If you and your kit are up to the challenge this is actually an impressive performance, the gaudy colours of the Milan organ entirely appropriate for music of such size and ambition. Goodness, those swirling figures in the first movement are just terrifying, the bright fanfares ringing out most thrillingly. And despite excessive reverberation inner detail isn’t compromised nearly as much as I feared. As for the rolling bass, only one word will suffice: awesome. But then this is an unashamed showpiece, so the more flamboyantly it’s played the better.

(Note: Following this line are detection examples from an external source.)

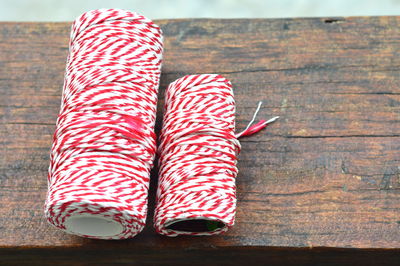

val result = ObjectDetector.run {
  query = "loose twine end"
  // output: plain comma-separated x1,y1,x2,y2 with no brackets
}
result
235,101,279,138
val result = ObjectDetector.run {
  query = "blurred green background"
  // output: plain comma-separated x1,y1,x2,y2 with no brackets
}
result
0,0,400,21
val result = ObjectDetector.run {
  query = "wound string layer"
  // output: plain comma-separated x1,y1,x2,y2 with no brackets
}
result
154,74,278,236
45,9,163,239
154,75,240,236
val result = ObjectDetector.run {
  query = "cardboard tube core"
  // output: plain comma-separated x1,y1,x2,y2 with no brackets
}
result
65,215,124,237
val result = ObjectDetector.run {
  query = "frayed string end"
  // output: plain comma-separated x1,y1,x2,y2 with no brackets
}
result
236,101,279,138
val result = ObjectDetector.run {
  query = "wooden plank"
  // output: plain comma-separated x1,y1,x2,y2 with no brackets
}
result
0,17,400,265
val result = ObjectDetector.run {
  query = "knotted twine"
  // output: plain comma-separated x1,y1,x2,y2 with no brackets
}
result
45,9,163,239
154,74,278,236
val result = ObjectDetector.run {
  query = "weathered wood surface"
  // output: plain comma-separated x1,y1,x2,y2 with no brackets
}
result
0,17,400,265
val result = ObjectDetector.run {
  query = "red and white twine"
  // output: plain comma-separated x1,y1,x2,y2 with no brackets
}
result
45,9,163,239
154,74,277,236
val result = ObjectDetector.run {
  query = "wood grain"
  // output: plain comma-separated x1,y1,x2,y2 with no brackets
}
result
0,17,400,265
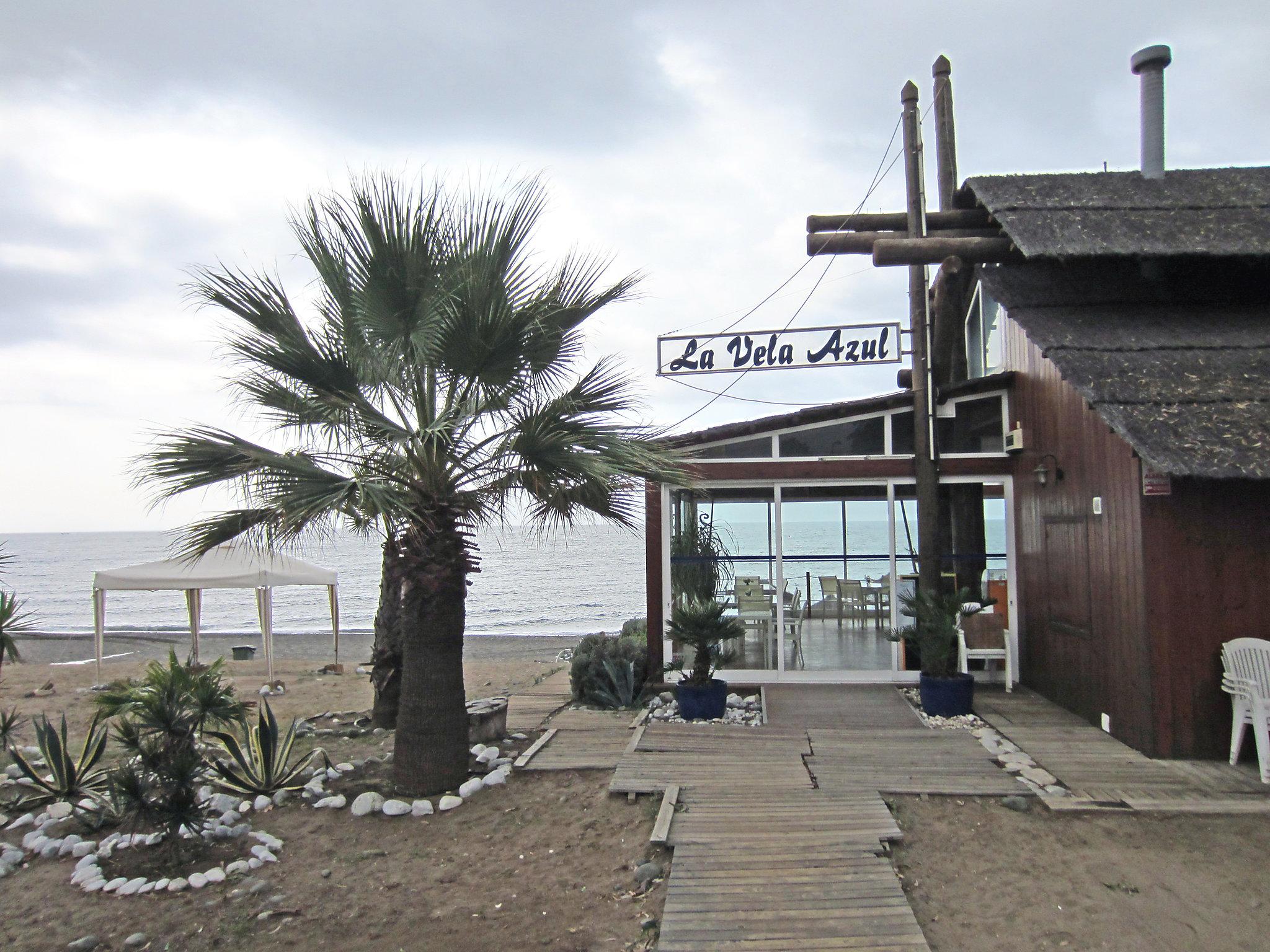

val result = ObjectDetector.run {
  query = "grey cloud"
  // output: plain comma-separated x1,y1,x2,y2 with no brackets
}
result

Clearly Ramírez is a confident performer, for whom this music holds no terrors. He’s just as adept – and thoughtful – in the quiet waters of the central Adagio which, for all its stillness, steers well clear of the doldrums. By contrast Herrick seems brighter and lighter, the pale northerner pitted against sun-darkened southerner. It’s a fascinating contrast and one that, in terms of sheer drama at least, favours the Spanish player. The Introduction and fugue that brings it all to a tumultuous close is no less compelling, the storm-dashed opening bars as exhilarating as I’ve ever heard them. But it’s the long build-up to that shattering finale that really takes one’s breath away. The music’s towering dynamics are superbly caught.

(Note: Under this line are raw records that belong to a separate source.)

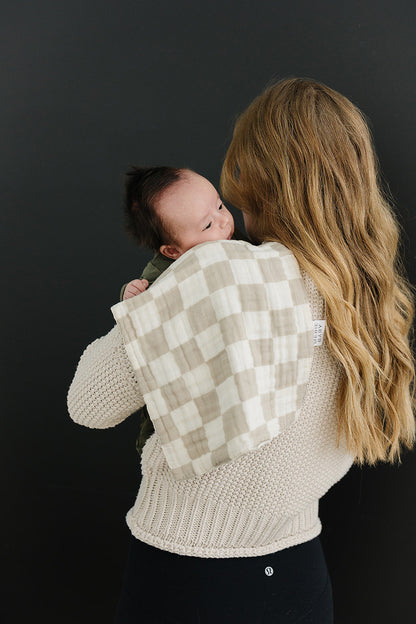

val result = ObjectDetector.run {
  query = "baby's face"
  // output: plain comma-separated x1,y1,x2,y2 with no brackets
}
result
155,171,234,260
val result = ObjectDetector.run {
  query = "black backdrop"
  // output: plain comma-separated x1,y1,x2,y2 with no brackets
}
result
0,0,416,624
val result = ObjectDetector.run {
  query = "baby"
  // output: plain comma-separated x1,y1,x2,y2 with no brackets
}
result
121,167,239,300
120,167,249,455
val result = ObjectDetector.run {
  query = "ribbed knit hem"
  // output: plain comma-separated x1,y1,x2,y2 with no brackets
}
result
126,475,322,558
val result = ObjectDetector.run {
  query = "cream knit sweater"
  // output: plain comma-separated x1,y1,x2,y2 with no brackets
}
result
67,270,353,558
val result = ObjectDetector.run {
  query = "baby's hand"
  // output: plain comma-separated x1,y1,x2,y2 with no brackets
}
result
123,279,149,301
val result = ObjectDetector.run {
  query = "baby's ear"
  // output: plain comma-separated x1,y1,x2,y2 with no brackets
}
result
159,245,182,260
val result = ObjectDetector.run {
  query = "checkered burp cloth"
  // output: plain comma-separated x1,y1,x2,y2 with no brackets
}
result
111,240,314,480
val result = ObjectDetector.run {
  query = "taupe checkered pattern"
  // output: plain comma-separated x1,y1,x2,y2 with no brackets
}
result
111,240,313,480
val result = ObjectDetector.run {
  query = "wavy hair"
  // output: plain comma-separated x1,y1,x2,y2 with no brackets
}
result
220,78,416,465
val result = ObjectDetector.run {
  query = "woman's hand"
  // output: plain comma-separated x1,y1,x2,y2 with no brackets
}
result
123,279,149,301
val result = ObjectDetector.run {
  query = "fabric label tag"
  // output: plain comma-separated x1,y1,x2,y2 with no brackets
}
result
313,320,326,347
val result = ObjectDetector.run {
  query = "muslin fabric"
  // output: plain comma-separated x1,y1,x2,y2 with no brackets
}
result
111,240,314,480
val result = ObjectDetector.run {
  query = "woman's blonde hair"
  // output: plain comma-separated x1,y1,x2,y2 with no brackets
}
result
221,78,416,465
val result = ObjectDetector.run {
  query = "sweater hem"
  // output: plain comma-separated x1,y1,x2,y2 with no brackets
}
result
126,513,322,559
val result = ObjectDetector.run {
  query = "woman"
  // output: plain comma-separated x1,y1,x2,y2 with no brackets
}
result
68,79,415,624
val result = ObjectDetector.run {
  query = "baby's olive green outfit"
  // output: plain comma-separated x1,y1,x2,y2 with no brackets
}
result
120,228,250,457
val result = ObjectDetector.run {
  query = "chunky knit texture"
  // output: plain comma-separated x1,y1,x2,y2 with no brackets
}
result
68,270,353,558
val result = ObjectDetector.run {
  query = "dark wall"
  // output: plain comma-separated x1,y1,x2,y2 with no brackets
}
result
0,0,416,624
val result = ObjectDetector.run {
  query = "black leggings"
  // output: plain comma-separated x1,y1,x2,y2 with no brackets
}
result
114,536,333,624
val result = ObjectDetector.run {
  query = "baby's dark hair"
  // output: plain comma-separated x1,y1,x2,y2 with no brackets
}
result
124,166,187,251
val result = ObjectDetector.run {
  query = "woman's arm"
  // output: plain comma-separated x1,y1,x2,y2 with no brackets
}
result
67,325,144,429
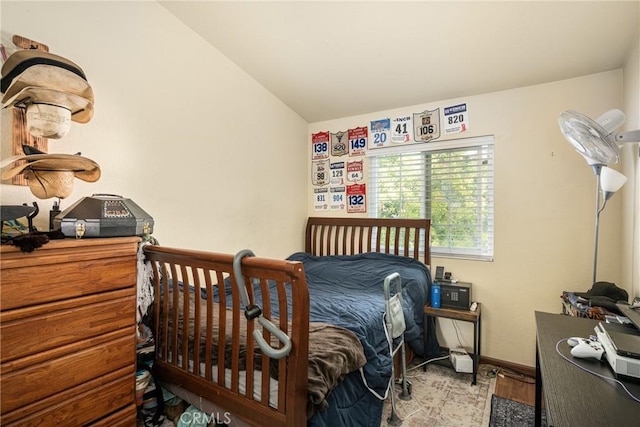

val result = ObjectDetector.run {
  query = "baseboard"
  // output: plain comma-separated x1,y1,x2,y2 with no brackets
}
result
480,355,536,378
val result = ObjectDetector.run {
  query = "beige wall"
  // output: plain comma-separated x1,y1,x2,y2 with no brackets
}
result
307,70,628,366
0,0,640,366
1,1,307,257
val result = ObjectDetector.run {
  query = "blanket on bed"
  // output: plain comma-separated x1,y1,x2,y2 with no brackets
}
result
160,289,367,417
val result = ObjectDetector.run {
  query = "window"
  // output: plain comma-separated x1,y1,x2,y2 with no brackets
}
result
368,136,493,260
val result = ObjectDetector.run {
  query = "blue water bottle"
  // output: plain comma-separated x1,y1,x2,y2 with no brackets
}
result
431,282,440,308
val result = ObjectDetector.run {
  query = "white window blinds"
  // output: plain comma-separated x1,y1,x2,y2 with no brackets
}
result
368,136,494,259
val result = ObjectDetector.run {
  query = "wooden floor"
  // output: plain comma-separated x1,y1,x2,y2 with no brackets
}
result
494,369,536,406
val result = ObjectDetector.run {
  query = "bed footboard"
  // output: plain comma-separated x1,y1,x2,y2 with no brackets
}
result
144,246,309,426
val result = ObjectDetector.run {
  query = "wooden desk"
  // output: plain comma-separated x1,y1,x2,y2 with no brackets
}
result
535,311,640,427
423,303,482,385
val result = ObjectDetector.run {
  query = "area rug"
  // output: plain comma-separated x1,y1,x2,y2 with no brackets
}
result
489,394,547,427
380,364,496,427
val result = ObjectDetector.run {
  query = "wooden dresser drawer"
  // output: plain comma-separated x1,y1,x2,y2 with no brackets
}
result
0,236,140,427
0,257,136,310
0,287,136,363
0,326,135,413
1,369,136,427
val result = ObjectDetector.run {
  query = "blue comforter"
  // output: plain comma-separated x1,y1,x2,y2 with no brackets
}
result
288,252,435,426
222,252,439,427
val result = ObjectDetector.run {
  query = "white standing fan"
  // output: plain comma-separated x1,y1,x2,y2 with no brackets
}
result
558,109,640,283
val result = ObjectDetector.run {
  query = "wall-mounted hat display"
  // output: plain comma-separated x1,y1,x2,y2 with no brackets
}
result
1,146,100,199
0,49,94,139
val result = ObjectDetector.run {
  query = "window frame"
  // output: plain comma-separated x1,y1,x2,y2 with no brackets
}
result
366,135,495,261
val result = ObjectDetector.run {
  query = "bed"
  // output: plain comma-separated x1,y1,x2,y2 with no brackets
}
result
144,217,438,426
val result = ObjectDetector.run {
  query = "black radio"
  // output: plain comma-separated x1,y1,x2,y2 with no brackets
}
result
440,282,473,310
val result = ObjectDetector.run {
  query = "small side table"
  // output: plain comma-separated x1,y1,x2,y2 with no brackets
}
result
423,303,482,385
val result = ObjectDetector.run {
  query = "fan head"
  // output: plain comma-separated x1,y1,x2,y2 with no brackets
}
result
558,110,624,165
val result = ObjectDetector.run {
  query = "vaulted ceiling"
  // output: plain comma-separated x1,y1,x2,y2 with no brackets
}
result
159,0,640,122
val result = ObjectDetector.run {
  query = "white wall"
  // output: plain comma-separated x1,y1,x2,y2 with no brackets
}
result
307,70,622,366
1,1,307,257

This is an ‘Ad nos’ to remember with awe rather than affection, but for all that it’s a real achievement for Ramírez. In the unlikely event that he ever needs a calling card, this is it. I’m less impressed by the Reger, based on the chorale Straf mich nicht in deinem Zorn (‘Smite me not in thine anger’). After the abandon of Ad nos this is sober stuff, with the composer’s deep, resonant writing apt to sound glutinous in such a vast acoustic. That said, the pedals are powerfully felt, and will give your woofers a workout.

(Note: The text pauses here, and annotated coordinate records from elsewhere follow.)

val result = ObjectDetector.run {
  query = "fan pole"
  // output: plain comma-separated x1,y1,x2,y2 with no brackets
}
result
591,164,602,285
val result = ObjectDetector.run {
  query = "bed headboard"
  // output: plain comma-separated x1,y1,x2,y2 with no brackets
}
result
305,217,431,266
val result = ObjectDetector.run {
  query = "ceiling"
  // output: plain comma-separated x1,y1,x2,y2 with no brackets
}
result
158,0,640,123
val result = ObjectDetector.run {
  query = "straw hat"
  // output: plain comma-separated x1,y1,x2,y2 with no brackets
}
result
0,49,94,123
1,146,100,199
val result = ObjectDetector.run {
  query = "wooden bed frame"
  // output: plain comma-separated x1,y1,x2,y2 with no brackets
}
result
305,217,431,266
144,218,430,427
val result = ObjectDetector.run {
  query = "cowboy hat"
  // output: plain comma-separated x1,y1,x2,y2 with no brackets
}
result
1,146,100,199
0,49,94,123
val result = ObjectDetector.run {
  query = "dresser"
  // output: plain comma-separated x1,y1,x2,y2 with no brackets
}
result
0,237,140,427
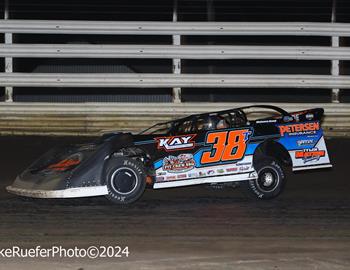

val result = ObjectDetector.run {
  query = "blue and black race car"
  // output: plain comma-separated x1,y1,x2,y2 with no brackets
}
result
7,105,332,204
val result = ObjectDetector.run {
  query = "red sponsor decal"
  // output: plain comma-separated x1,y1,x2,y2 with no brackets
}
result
279,122,320,136
48,159,80,171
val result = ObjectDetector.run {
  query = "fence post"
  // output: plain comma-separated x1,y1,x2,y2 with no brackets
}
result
4,0,13,102
173,0,181,103
331,0,339,103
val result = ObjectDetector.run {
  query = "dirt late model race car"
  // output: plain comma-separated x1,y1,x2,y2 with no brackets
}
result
7,105,332,204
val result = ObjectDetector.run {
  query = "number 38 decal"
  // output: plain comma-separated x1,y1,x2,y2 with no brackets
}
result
201,129,251,164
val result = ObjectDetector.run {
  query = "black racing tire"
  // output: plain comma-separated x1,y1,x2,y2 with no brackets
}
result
105,157,146,204
242,158,286,200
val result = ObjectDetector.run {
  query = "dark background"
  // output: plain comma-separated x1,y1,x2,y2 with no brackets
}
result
0,0,350,103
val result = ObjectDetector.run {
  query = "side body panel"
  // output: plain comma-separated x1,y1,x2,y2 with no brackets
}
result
136,127,257,188
278,121,332,171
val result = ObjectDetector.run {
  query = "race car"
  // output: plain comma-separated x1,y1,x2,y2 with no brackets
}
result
7,105,332,204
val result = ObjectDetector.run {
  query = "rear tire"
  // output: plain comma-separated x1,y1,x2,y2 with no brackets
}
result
105,157,146,204
243,158,286,200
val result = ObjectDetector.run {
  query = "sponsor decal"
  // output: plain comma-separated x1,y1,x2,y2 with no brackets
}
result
278,122,320,136
47,153,82,172
154,134,196,151
297,140,315,146
188,172,199,178
177,173,187,179
255,119,277,124
156,176,165,182
226,167,238,172
163,154,196,173
238,166,249,172
236,162,251,166
216,169,225,173
305,113,314,120
198,172,207,176
238,166,250,172
295,147,326,163
200,129,252,164
207,170,215,175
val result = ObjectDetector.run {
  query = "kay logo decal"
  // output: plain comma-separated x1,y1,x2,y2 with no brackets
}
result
154,134,196,151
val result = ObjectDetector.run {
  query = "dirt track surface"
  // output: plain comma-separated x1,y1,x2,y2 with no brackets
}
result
0,137,350,270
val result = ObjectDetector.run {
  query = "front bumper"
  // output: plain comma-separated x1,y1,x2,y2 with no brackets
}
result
6,186,108,198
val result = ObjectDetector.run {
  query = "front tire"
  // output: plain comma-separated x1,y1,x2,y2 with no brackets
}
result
243,159,286,200
105,157,146,204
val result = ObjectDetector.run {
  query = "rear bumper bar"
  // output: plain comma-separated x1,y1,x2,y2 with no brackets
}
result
6,186,108,198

After all that drabness César Franck’s Pièce héroïque – the last the Trois Pièces of 1878should come as something of a relief. Regrettably, the colour and rhythmic vitality that characterises Kalevi Kiviniemi’s version – review – is not in evidence here. That probably has less to do with Ramírez than it does with the Milan organ and its cavernous acoustic, neither of which is particularly well suited to Franck’s more diaphanous passages. True, the Pièce héroïque lives up to its name in both recordings, but Kiviniemi’s Pori organ matches splendour with clarity and crisp articulation, qualities almost entirely absent from the Ramírez account.

Lightness and sparkle are surely de rigueur in Edwin Lemare’s transcription of Saint-Saëns’ Danse macabre. Ramírez finds some of the latter in his choice of registration, but otherwise his performance seems lumpish and overblown. For a wittier, more characterful account try Wayne Marshall’s delightful version, played on the organ of Coventry Cathedral (EMI 7243 5 72804 2 6). If anything, this demonstrates just how important it is to get the programme right; the Liszt was an inspired choice, but the rest of this disc simply misfires.

Ramírez is an organist I’d like to hear again, albeit in more suitable repertoire and a less adversarial acoustic. That said, his Ad nos is a stunner, and I’d endorse this release for that alone.

Dan Morgan

Ad nos is a stunner. Pity it wasn’t matched with more suitable repertoire.